Sie wartet einen Moment ab. „Lauf endlich! Wir ...", Er hustet erneut „Wir sind hier nicht sicher!"
Den Blick auf ihn gerichtet kriecht sie langsam weiter von ihm weg. Angst, Trauer und Schuldgefühle durchströmen sie. Schon wieder ein Geräusch! „LAUF!", schreit er mit aller Kraft. Sie springt auf, dreht sich um und rennt. Die Geräusche kommen näher. Der Lichtkegel wandert durch den Raum, ihr Blick nach unten gerichtet rennt sie gegen eine metallene Tür, prallt dagegen, taumelt, rüttelt an der Tür, reißt sie auf, huscht durch und schleudert sie zu.
Schnell wirft sie die Taschenlampe weg und rettet sich hinter eine Kiste in einer Raumecke. Etwas hämmert gegen die Eisentür, dann ist es still. Die Taschenlampe rollt mit gebrochenem Glas langsam zur Seite, leuchtet die Tür an und dann... ist es ruhig. Ihr Herz schlägt ihr bis zum Hals. Sie hat Angst, an Schuldgefühle ist nicht zu denken. Ein Knall! Die Eisentür fliegt durch den Raum, Reste der Türaufhängung hinterher. Ein Wesen, ein Monster betritt den Raum. Eine riesige Bestie mit langen Beinen, langen dünnen Armen mit langen, dürren, spitzen Fingern, einer gebogenen Wirbelsäule, als hätte es einen Buckel und fahle, braun-rote Haut. Aber es sieht aus... wie ein Mensch. Nur... irgendwie anders. Größer, dünner, eklig.

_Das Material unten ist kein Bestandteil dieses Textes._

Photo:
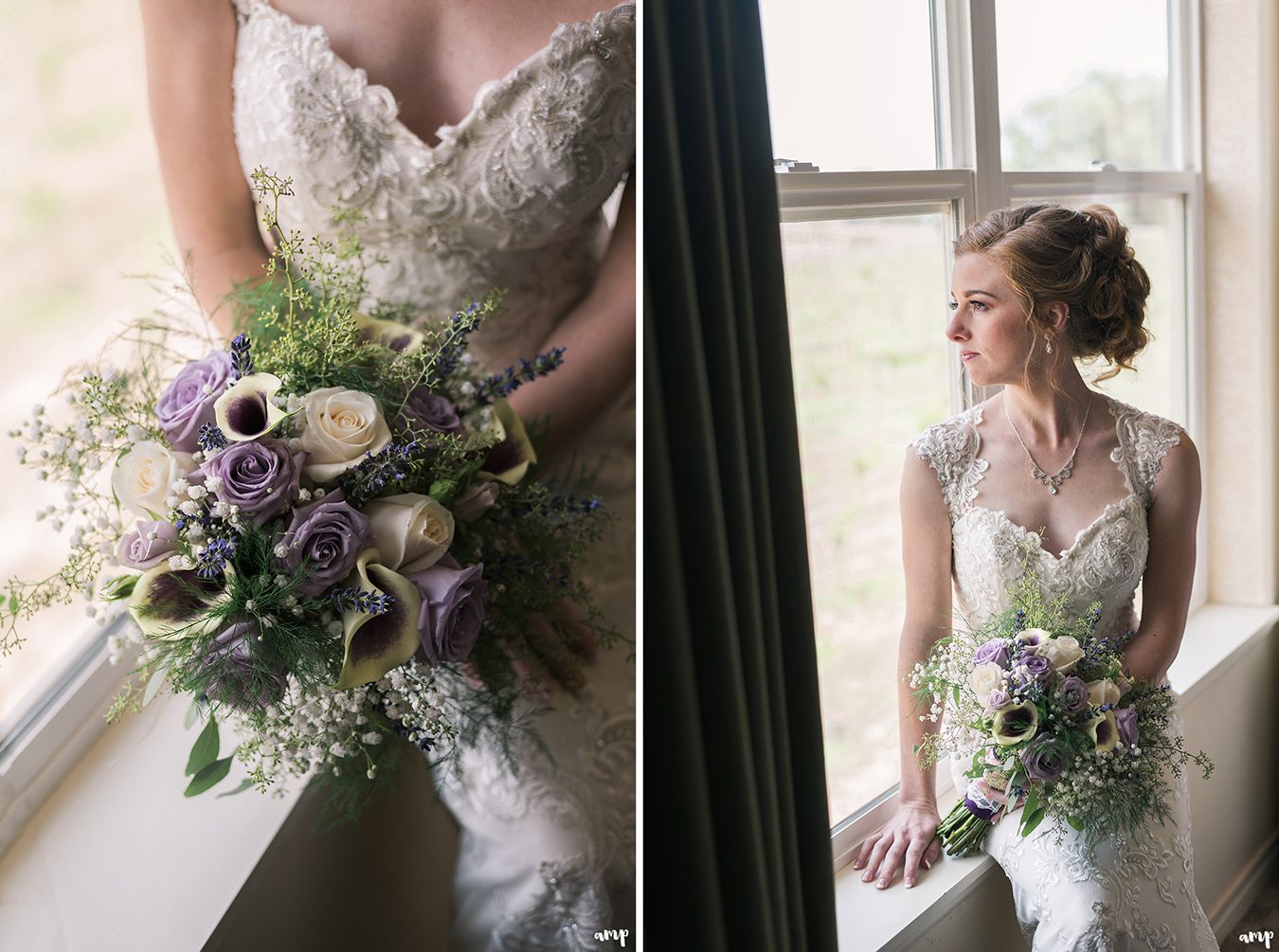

Es lässt seine gelb-leuchtenden Augen den Raum durchsuchen. Wie erstarrt kniet sie hinter der Kiste, geschockt blickt sie das Monster an. Es dreht seinen Kopf zu ihr, öffnet leicht das mit spitzen Zähnen bestückte Maul und bewegt sich in ihre Richtung. Sie hält die Luft an und reißt die Augen auf. Vom Licht angeleuchtet sieht sie seine vor Blut tropfenden Hände, das Blut ihres Freundes.
Plötzlich scheppert es nebenan. Man hört jemanden rufen. Er lebt noch!
„FLIEH! LAUF WEG!", seine Stimme wird schwächer.
„Ich lenk es ab!", das Monster huscht durch die Tür und verschwindet in der Dunkelheit.
Nur einen Moment später geht irgendetwas Metallisches zu Boden, mehr ist nicht zu hören.
Stille!
Minutenlang hört man nichts. Sie rührt sich nicht.
„Er... ist für mich... gestorben...", flüstert sie aufgelöst. „Warum er?". Sie will zu weinen anfangen, die ersten Tränen fließen bereits, da sieht sie ihn in Gedanken vor sich wie er enttäuscht den Kopf schüttelt. „Nein!", flüstert sie leise, „Er würde nicht wollen, dass ich jetzt aufgebe!"
Mit dem Ärmel der Sweatshirt-Jacke die Tränen wegwischend steht sie langsam auf, nimmt die Taschenlampe und geht lautlos in den Raum, wo ihr Freund gerade eben noch zu hören war. Tränen laufen ihr über ihre Wangen. Mit gesenktem Blick dreht sie sich nach links ab und geht so leise wie möglich los. Ihre Trauer überdeckt ihre Furcht. Sie starrt auf den Boden vor sich.
Blutspritzer. Dreck. Scherben. Noch mehr Blut. Holzsplitter. Wieder Scherben. Eine Tür.
„Eine Tür?", denkt sie.
Vor ihr liegt die Stahltür zu dem Hochsicherheitszellentrakt, wohin auch das Subjekt 23 verlegt worden ist wie sie es in der Akte gelesen hat. Neben dem verbeulten Türrahmen hängt ein Lageplan der Etage hinter einer gerissenen Glasscheibe. Mit Tränen in den Augen studiert sie den Plan.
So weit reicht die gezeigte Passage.